Demystifying common data types

Marketers have never had more data at their disposal than they do today.

But as the technology used to achieve marketing goals gets more sophisticated, the terms and definitions associated with data-driven marketing can become increasingly confusing.

To help it all make sense, we’ve put together a glossary that defines common industry terminology and explains how brands and marketers can use these different data and audience types.


Declared Data

Definition: Personal or specific information that an individual willingly shares by filling out a form, completing an online sale or taking another purposeful action.

How marketers can use it: “Declared” data is often considered high-quality data because it is directly reported from the consumer. It also implies permission for future use of their information, such as for an email campaign. Generally, this data contains details about demographics, interests and purchase behaviour. Declared data forms the foundation of content personalisation and product recommendations popularised by Amazon and now used by most e-commerce sites.

Inferred Data

Definition: Data and characteristics assigned to a person based on their activities and behaviours online, often based around content consumption.

How marketers can use it: Marketers can assign a classification, lifestyle or data to an individual depending on what they searched, read, watched or bought. This can be paired with declared data to build a richer customer profile. A brand could learn that a particular customer prefers to consume video content instead of text, or is interested in reading about particular topics, like fashion; this can help them tailor their messaging, advertisements or experience to fit the preferences of the individual.

Observed Data

Definition: Data based on a person’s engagement with a very specific category of content or product.

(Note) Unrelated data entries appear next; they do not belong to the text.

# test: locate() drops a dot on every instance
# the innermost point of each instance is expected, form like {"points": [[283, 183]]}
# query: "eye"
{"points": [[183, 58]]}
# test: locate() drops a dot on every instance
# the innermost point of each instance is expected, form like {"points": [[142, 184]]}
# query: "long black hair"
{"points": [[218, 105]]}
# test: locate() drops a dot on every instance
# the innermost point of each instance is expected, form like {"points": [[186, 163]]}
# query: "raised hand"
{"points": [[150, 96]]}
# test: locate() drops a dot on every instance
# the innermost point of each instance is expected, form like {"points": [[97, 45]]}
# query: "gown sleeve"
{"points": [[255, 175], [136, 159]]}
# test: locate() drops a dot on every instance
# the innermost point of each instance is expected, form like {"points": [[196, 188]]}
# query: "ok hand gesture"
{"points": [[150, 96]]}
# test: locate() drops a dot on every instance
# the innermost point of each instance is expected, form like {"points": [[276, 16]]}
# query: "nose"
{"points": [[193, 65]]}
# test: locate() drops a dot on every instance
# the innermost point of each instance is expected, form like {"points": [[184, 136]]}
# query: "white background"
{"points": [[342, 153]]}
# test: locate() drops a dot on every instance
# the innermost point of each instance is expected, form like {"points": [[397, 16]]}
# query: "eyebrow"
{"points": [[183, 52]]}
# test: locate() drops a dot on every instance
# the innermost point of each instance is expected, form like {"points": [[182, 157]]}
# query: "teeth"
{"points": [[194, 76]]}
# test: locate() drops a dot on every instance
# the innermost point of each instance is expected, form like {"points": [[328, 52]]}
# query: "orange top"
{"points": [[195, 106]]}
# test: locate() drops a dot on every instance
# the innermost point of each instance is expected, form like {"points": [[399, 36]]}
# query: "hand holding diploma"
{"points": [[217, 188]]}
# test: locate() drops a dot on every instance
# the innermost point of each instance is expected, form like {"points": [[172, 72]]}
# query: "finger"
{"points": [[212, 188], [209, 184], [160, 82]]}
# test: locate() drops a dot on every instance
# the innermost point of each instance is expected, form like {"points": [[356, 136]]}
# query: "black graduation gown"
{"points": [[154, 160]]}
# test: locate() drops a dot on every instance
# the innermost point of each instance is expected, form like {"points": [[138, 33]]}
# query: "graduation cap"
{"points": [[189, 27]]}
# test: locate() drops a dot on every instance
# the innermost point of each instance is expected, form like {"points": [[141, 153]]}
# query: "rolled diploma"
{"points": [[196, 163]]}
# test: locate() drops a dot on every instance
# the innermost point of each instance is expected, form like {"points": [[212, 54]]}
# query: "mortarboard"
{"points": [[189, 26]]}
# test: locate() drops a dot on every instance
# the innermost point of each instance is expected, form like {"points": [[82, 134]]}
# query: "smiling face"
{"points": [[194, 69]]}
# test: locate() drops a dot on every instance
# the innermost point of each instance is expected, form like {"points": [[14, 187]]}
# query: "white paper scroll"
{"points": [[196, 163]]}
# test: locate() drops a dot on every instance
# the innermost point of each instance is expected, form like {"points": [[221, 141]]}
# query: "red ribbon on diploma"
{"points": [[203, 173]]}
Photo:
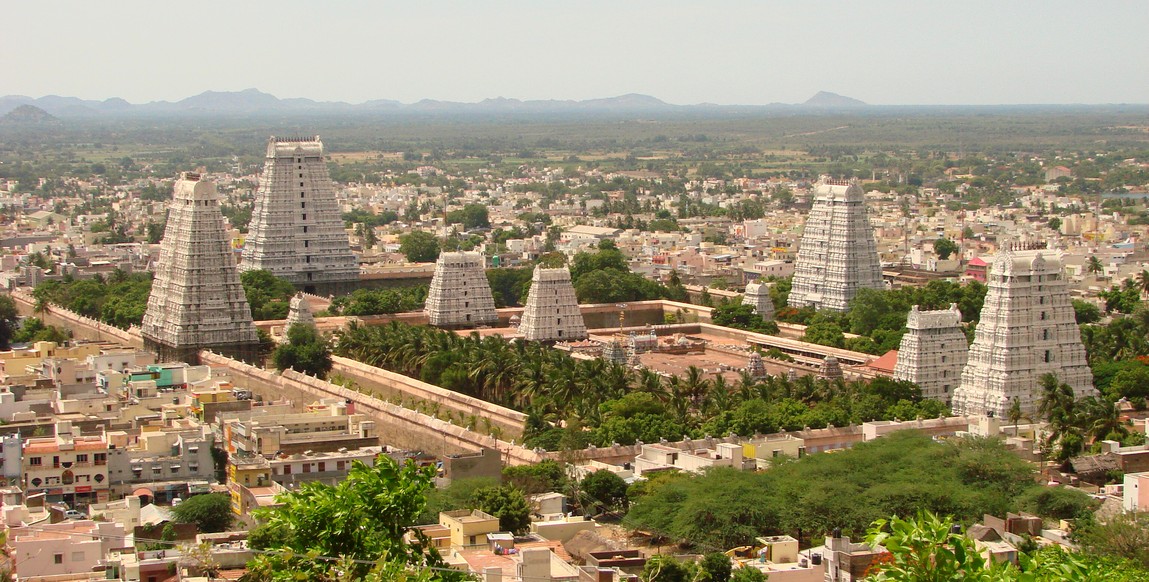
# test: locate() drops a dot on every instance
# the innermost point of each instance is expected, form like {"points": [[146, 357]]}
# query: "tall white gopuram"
{"points": [[552, 311], [757, 295], [933, 352], [837, 255], [1026, 330], [197, 300], [297, 231], [460, 294]]}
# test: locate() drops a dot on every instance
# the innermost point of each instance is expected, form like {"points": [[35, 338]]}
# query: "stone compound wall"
{"points": [[396, 426], [391, 386], [82, 327]]}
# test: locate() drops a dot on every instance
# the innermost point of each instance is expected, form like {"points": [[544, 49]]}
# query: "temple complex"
{"points": [[1026, 330], [297, 231], [757, 295], [460, 294], [197, 300], [837, 255], [299, 312], [933, 352], [552, 311]]}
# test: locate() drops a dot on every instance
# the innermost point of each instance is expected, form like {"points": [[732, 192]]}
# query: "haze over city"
{"points": [[572, 292], [883, 52]]}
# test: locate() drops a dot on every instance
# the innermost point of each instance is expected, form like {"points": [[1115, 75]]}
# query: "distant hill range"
{"points": [[28, 115], [827, 99], [254, 102]]}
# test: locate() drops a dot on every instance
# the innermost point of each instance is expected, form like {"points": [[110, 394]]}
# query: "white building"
{"points": [[1026, 330], [837, 255], [933, 352]]}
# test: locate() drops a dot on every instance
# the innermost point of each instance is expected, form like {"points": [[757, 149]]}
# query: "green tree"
{"points": [[470, 216], [9, 320], [363, 518], [717, 566], [604, 488], [306, 351], [506, 503], [268, 295], [210, 512], [419, 247], [945, 247]]}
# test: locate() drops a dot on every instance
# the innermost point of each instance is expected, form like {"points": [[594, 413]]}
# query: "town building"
{"points": [[63, 550], [838, 254], [67, 467], [1026, 330], [197, 300], [757, 295], [460, 294], [933, 352], [297, 230], [552, 311]]}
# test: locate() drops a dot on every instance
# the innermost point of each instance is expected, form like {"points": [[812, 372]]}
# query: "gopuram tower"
{"points": [[297, 230], [197, 300], [837, 255], [933, 352], [552, 311], [757, 295], [460, 294], [1026, 330]]}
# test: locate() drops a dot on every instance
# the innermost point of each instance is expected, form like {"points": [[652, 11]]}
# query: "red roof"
{"points": [[886, 363]]}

How marketers can use it: With observed data, marketers receive information about a customer that is more specific—and often lower in the purchase funnel—than inferred data. Although the individual did not purchase or fill out a form, as with declared data, the person did spend time visiting pages about a specific product category or product(s). Observed data can serve as the basis for a retargeting ad campaign or email program that persuades a potential customer to return to the site with the promise of a desired product, content or deal.

Interest Data

Definition: Data about a consumer’s interests based on the subject matter consumed via content websites.

How marketers can use it: This data enables a marketer to target someone based on interest, with the presumption he or she would be a likely customer for products related to that interest. Interest data can be useful for targeted display advertising campaigns, aimed at building awareness of a brand, a product or both. For example, a retailer could target their latest apparel line to young women who read fashion blogs.

Intent Data

Definition: Data about a person whose online actions express intent to purchase a specific product or service.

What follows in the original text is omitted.